[Haskell-cafe] Justification for Ord inheriting from Eq?

[Steve Schafer]

On Thu, 6 Apr 2006 21:31:24 +0100, you wrote:

>I've been wondering for a long time if there is a reason why Ord should
>inherit from Eq and not vice versa, or whether in fact there is any
>justification for making either Ord or Eq inherit from the other one.

Support for the concept of equality/inequality does NOT imply the
existence of an absolute ordering. For example, identical twins can be
considered to be "equal" to each other, and "not equal" to any other
person, while persons who are not half of an identical twin pair are
"not equal" to all other persons. (For simplicity, I've ignored the
existence of identical triplets, quadruplets, etc.) For an example
that's perhaps a bit closer to home, consider modulo arithmetic (or any
other cyclic group).

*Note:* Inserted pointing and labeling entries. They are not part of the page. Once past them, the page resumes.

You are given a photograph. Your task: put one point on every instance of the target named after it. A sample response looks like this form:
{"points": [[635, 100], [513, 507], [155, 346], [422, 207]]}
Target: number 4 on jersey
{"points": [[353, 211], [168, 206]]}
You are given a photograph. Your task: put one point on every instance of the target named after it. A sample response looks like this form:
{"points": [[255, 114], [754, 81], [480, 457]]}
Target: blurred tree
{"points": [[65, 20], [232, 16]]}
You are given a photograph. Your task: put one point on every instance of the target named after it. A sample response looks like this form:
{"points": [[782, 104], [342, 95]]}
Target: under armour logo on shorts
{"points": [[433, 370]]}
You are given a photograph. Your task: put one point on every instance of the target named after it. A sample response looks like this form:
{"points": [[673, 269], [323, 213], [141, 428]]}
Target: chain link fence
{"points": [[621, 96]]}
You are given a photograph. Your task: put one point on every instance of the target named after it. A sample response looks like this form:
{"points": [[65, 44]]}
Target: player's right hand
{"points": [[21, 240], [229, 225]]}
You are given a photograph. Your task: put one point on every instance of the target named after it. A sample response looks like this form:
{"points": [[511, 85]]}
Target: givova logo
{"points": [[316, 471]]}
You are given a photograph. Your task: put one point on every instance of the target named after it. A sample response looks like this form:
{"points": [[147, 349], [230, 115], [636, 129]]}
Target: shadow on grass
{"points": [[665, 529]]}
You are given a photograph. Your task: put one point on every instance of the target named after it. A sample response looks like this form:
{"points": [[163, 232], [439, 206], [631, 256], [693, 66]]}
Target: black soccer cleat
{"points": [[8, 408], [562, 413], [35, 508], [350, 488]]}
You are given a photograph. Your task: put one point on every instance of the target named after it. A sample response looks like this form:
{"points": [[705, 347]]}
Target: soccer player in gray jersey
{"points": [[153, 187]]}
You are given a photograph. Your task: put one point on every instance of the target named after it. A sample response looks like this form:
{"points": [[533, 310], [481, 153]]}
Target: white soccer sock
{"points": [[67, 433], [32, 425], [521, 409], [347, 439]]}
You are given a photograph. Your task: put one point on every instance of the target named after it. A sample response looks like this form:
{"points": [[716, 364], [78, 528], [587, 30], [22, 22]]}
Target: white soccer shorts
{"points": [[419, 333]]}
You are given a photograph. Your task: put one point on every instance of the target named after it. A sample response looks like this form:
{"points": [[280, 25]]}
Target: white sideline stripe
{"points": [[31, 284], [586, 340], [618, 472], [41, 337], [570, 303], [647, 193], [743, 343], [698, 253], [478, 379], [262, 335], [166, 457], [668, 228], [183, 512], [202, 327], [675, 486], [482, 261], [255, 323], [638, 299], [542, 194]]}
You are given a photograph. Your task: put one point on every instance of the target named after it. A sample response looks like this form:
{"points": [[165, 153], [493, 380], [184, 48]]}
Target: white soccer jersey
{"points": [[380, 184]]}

Another example is the definition of NaN
(not-a-number) comparisons in the IEEE floating-point arithmetic
standard: If you have two operands, where at least one of them is a NaN,
then ==, >, <, <= and >= all return False, while /= returns True.

On the other hand, while I suppose it's conceivable to have a situation
where there is an absolute ordering but no equality/inequality, it puts
you in the awkward position of not being able to compare something to
itself.

Steve Schafer
Fenestra Technologies Corp.
http://www.fenestra.com/